Document Type

Conference Proceeding

Publication Date

10-2010

Abstract

Most academic libraries provide instant messaging services to their users. For this research project, the authors wanted to discover what occurs during synchronous virtual reference interviews at Iowa State University library. In order to asses the totality of synchronous virtual reference service, the researchers implemented a qualitative, holistic approach that generates a theory about what happens during these interviews. Grounded theory formed the philosophical framework for this qualitative assessment. Classical grounded theory minimizes preconceptions, does not start with a research problem, and does not recommend a literature review before starting a project. Additionally, synchronous learning is a topic of interest in educational research. Analyzing the primary documents, in this case the IM transcripts, involved coding the text. The patterns that developed from these codes became axial or code families. From the code families emerged networks. Three networks emerged: titled teaching and learning; community awareness; and service quality.

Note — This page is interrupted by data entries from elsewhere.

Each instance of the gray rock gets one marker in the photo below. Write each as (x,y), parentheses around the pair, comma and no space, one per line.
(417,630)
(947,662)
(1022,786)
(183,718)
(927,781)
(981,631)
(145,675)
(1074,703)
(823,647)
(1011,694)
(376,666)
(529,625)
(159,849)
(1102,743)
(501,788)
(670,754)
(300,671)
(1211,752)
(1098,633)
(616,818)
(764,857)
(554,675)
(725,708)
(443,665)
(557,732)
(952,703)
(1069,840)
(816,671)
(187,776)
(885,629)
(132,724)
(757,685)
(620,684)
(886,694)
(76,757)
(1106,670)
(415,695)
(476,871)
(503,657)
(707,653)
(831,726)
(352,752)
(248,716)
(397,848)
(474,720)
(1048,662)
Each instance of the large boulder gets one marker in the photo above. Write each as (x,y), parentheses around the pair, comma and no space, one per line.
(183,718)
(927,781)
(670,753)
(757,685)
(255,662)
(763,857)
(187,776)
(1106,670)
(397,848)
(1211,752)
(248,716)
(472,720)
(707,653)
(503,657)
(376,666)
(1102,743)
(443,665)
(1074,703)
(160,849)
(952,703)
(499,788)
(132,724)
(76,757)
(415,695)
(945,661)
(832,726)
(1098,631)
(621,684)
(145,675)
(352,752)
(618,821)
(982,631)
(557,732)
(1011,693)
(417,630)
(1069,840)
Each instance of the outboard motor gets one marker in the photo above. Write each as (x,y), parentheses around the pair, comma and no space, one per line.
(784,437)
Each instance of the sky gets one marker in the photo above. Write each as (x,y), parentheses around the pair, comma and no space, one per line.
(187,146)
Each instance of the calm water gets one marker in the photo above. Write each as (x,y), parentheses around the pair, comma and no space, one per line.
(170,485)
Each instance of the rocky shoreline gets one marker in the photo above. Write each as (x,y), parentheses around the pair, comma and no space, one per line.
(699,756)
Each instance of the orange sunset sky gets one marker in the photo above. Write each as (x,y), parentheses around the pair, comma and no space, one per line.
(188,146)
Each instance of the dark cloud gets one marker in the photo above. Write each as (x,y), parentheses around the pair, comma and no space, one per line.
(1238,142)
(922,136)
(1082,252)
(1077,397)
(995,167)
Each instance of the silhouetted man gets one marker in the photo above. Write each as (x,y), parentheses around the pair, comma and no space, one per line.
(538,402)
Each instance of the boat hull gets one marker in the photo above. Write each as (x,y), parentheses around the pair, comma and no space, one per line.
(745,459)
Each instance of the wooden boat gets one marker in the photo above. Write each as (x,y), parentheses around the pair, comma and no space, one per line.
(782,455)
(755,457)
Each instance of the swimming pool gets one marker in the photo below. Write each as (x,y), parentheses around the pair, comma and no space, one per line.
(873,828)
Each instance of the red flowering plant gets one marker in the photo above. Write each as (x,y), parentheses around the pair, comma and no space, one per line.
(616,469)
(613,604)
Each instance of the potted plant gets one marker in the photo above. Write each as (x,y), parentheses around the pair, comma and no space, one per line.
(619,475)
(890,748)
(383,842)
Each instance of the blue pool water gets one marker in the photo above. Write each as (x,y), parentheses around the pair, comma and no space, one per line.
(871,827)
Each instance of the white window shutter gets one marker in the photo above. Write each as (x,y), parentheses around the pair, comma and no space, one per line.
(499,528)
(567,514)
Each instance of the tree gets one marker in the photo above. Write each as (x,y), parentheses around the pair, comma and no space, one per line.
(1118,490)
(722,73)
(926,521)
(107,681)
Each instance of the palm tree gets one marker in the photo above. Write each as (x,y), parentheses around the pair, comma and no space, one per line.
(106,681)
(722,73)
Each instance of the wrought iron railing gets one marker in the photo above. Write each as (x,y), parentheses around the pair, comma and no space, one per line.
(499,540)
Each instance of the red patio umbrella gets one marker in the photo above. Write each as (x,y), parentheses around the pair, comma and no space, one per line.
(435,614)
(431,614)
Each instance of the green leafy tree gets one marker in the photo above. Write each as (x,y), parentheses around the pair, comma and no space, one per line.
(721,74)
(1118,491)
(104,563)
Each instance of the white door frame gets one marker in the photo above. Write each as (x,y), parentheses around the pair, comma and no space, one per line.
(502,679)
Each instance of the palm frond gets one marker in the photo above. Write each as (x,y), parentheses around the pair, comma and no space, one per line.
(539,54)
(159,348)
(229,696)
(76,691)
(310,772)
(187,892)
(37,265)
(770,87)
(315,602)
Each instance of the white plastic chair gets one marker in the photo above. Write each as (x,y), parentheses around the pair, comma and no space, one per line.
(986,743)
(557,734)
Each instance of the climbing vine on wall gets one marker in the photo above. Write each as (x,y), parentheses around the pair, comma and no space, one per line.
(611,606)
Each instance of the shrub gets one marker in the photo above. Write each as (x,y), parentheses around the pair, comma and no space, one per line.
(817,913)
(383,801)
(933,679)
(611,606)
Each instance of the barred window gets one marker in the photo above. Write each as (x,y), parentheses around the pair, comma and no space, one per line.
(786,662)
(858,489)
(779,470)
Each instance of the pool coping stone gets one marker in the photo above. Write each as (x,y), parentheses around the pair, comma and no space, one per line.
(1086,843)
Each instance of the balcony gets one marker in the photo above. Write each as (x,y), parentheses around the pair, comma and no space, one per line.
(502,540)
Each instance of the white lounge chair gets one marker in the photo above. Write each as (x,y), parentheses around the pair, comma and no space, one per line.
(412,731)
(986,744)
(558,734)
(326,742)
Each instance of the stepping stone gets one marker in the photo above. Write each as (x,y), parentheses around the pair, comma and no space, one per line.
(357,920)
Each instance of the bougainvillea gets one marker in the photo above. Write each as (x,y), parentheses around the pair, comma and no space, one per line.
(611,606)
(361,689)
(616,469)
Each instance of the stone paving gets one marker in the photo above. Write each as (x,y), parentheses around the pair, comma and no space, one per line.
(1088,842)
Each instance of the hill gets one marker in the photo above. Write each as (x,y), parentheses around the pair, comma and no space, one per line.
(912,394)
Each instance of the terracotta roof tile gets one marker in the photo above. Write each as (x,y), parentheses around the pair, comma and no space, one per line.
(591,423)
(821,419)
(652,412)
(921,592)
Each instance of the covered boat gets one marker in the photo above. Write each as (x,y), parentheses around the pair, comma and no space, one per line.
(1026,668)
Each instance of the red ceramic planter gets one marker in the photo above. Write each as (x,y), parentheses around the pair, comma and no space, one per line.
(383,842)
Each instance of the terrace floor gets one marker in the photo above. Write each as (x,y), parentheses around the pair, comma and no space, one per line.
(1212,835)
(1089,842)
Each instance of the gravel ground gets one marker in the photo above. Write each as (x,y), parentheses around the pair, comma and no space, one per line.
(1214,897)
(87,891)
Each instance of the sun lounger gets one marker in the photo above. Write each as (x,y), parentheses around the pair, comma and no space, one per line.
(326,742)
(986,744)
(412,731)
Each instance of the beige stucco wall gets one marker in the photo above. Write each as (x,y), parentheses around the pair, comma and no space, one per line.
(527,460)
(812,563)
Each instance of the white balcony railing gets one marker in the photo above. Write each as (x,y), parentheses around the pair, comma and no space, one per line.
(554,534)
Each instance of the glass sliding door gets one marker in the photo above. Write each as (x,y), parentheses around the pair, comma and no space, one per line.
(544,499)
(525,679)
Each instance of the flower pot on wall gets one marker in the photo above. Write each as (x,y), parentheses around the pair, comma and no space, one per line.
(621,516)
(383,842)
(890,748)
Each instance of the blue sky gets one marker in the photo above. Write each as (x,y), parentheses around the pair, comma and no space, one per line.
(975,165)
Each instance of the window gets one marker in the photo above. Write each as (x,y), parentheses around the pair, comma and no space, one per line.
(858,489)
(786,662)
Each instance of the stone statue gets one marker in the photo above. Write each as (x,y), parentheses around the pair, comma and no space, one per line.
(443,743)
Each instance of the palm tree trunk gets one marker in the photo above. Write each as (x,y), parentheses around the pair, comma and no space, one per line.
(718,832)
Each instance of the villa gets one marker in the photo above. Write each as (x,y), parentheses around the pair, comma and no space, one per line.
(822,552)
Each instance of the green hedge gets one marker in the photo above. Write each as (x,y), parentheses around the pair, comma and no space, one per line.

This assessment illustrated that reference services provided essential community mapping and teaching and learning opportunities for users. This research defined community mapping as the service librarians provide during the synchronous virtual reference transaction that point users to a place, a service point, or virtual marker either within or without the library. This service builds users awareness of their surrounding community. Synchronous virtual reference increases users’ ability to access and assess research materials, and builds users knowledge of their campus community. Synchronous virtual reference illustrates the library central role in supporting the teaching and learning experiences of users and in complementing the mission of research institutions.

Comments

Published in Proceedings of the 2010 Library Assessment Conference: Building Effective, Sustainable, Practical Assessment, October 24–27, 2010, Baltimore, MD, by the Association of Research Libraries.